Soil is at the core of Emily Hesse’s practice. In “The Witches’ Institution (W.I.),” the British artist’s largest exhibition to date, it appears in the form of clay, often unfired. Here, the material becomes an unexpected, potent tool used to build a new worldview through narratives of witchcraft that recognize being in non-human physical substances.
In the Tetley’s monumental atrium, two distinct yet related works (both 2022) set the show’s tone. CLÆG is a walkable, deep, and malleable layer of earth—sourced on site as well as from the rivers Aire and Tees—that covers the entire floor. Alternative Sky is a floor-to-ceiling representation of the universe painted on the wall with mud. Altogether, the installation elicits an emotional response that establishes a metaphysical, ancestral connection to our landscape—understood as both Mother and Nature.

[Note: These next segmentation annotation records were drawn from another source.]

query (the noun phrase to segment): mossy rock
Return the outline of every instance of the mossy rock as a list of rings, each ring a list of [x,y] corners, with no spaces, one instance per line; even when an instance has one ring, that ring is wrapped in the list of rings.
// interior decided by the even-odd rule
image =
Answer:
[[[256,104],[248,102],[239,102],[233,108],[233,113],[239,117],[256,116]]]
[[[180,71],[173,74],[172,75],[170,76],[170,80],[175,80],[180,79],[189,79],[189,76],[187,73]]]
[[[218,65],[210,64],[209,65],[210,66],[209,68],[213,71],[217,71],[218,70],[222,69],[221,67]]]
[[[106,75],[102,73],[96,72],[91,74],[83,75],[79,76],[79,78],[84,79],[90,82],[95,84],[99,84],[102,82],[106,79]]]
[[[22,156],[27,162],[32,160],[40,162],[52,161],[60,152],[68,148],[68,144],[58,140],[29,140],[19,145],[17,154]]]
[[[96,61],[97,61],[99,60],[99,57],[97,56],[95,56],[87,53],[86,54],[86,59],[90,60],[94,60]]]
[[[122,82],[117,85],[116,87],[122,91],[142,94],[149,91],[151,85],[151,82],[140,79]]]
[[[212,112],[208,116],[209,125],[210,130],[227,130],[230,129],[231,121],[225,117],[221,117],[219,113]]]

The exhibition unfolds in a succession of densely, sometimes overwhelmingly, packed rooms featuring an eclectic mix of work—photographs, texts, objects, and videos—and contextual information, including a lecture from Hesse’s collaborator, the scholar Andrea Philips, who aptly advances witchcraft as a feminist device. Among this vast array of items, The Old Wife, 2019, has a distinctively haunting presence. This photograph depicts a standing stone in the North York Moors—a region with historic folk associations, particularly allusions to the otherworld—partially wrapped in draped fabric and rope. It recalls imagery commonly related to the public executions of women believed to be witches, directly linking with local mythology, but its mystic quality suggests a more empowering understanding of such women, who were revered and even deified in pre-Christian cultures.
Hesse’s sensitive combination of matter and spirituality enables the exhibition to operate as a place for matriarchal imagination. The “institution” to which its title refers to is a realm where magical materialism emerges as the counterforce to patriarchal power structures.